Making matters worse, legacy devices are using operating systems such as Windows XP that Microsoft no longer supports with security patches and updates.

"That's 20 years old. But some of these large pieces of medical equipment can last that long and still function from a medical perspective just fine," acknowledged Zach Rothstein, AdvaMed's vice president for technology and regulatory affairs.

Internet of things cybersecurity company Forescout, in a 2020 device security report, predicted that healthcare organizations will have to deal with medical devices running legacy operating systems for the foreseeable future.

"The percentage of devices running entirely unsupported [OS] versions has not changed, remaining constant at 0.4% (between 2019 and 2020). This includes now-obsolete Windows OSes like Windows XP and Windows Server 2003," the report notes, suggesting the legacy OS problem will continue well into the future.

While a small number, systems most impacted tend to be some of the most critical devices in healthcare organizations supporting clinical care, such as insulin pumps and ventilators, the report notes.   

Marc Schlessinger, a senior associate at watchdog group ECRI, said medical device security is often among the weakest links in a healthcare organization and called legacy devices a particularly challenging area because of well-known vulnerabilities that can't be patched.

Chris Gates, director of product security at medical device engineering firm Velentium, argues that "you can't always bolt-on security after the fact, especially with a legacy piece of equipment — I've literally handed checks back to clients and told them there's no fixing this."

As recently as last year, Schlessinger said he saw older equipment in hospitals running on Windows 98, despite the fact that Microsoft stopped all support for the operating system in 2006. These kinds of OS issues are common with aging medical imaging systems.

"But you're not going to find a hospital who is very quick to replace a $1.5 million MRI or CT because the operating system is outdated," Schlessinger said.

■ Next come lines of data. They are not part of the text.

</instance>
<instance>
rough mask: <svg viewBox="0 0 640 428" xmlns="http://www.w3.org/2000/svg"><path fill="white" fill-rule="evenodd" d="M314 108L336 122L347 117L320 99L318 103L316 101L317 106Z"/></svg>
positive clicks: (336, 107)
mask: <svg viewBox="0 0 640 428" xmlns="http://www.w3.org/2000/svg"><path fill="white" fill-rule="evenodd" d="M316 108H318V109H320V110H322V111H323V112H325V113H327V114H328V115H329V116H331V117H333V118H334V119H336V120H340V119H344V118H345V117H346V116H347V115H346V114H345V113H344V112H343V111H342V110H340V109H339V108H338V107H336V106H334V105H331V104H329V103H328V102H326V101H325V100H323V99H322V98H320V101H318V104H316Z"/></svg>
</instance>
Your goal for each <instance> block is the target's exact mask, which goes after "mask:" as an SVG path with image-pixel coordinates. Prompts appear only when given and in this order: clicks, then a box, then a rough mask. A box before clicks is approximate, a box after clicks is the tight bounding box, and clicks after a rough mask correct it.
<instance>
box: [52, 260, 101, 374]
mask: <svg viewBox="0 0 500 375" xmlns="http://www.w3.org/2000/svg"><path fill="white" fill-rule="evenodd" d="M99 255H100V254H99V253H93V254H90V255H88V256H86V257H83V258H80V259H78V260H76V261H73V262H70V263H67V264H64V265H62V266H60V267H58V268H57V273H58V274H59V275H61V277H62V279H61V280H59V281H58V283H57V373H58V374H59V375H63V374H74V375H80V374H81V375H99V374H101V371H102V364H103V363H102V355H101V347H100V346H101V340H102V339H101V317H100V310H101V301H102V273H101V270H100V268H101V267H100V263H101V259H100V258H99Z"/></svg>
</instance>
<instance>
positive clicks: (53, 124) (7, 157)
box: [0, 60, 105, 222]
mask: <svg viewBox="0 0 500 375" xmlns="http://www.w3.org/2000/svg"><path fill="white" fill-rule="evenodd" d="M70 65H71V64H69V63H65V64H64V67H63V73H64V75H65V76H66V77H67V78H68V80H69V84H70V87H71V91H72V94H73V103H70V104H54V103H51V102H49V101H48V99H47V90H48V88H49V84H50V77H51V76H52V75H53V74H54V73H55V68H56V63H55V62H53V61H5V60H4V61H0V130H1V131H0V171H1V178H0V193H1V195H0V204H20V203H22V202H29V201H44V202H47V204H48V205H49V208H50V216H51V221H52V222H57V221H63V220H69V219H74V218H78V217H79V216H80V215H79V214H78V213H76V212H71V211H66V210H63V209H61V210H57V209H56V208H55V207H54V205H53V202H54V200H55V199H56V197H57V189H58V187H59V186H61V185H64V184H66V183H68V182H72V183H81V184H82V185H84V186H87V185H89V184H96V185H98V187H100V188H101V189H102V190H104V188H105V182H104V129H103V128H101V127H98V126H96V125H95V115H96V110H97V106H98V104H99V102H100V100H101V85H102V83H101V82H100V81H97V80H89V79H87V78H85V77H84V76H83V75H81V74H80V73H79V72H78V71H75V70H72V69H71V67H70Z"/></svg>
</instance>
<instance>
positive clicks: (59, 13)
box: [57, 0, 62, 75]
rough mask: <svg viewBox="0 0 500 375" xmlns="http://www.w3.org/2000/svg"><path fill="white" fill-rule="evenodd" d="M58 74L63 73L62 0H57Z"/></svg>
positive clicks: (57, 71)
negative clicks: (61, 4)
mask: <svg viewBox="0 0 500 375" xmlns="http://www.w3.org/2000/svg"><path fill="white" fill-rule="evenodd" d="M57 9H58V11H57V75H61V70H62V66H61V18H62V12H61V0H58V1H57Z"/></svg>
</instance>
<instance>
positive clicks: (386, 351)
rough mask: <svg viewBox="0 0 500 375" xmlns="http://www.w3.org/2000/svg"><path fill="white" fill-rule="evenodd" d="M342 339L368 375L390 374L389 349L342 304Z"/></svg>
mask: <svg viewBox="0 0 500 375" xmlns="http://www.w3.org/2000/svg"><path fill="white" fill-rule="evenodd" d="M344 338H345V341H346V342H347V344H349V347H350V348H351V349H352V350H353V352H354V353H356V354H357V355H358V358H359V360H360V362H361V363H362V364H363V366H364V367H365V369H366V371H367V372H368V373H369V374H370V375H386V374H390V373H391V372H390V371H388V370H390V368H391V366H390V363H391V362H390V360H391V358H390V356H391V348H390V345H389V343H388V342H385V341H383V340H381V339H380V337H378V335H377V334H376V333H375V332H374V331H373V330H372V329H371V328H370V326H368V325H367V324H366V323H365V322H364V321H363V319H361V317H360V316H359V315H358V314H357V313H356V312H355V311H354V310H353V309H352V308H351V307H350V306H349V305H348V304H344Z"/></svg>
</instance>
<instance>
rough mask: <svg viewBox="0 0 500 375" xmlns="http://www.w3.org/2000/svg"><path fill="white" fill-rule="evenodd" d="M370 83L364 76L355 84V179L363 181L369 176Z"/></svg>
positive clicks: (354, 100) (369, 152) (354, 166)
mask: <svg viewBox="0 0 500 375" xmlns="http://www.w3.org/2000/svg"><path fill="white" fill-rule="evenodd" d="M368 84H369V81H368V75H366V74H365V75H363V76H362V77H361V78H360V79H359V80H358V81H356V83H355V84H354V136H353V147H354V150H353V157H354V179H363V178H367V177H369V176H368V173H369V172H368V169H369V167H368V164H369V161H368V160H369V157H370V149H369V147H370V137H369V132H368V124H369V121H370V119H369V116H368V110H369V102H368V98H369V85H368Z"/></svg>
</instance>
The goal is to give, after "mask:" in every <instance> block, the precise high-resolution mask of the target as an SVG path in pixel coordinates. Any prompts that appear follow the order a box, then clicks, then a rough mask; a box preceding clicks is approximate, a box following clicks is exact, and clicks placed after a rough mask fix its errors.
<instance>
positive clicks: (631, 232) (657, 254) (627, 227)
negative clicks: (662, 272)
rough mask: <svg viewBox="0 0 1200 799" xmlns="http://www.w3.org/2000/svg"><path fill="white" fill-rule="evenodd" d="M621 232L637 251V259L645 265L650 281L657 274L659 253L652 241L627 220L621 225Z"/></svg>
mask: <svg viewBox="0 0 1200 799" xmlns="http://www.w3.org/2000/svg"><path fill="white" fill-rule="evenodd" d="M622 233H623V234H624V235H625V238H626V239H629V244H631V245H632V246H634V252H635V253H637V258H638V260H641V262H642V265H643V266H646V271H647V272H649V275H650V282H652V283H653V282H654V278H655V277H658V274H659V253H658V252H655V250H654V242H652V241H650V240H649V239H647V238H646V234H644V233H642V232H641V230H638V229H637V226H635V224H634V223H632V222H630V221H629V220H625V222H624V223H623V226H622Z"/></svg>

Instead, he recommends healthcare organizations employ best practices to manage security risks including isolating connected medical devices as much as possible from hospital networks.

At the same time, Schlessinger acknowledges that disconnecting devices from hospital networks is often not practical, as doing so could disrupt clinical workflow critical to patient care.

Velentium's Gates, who defines legacy medical devices as those systems that cannot be brought up to current cybersecurity standards, contends the U.S. needs to get rid of those devices that are "highly insecure" and have been in hospitals for 20 years or more. "Let's clean out the dead wood," he said.

However, limited financial and staffing resources amid competing priorities at healthcare organizations are major obstacles to fixing vulnerabilities in legacy medical devices because it is not cost-practical to either replace them or remediate them.

The problem is that security analysts and regulators are "too busy trying to keep up with potential vulnerabilities in new devices to spend time on medical systems that have been in clinical use for years," according to Mike Rushanan, director of medical security at consultancy Harbor Labs. The same cannot be said of the hacker community, which he argues has the resources and patience to continually find new cybersecurity vulnerabilities.

Hospitals, devicemakers spar over responsibility, regs

Cybersecurity experts maintain that identifying and classifying medical devices running legacy operating systems are critical for risk mitigation, recommending devices that cannot be retired or patched be segmented to restrict access to critical information and services only.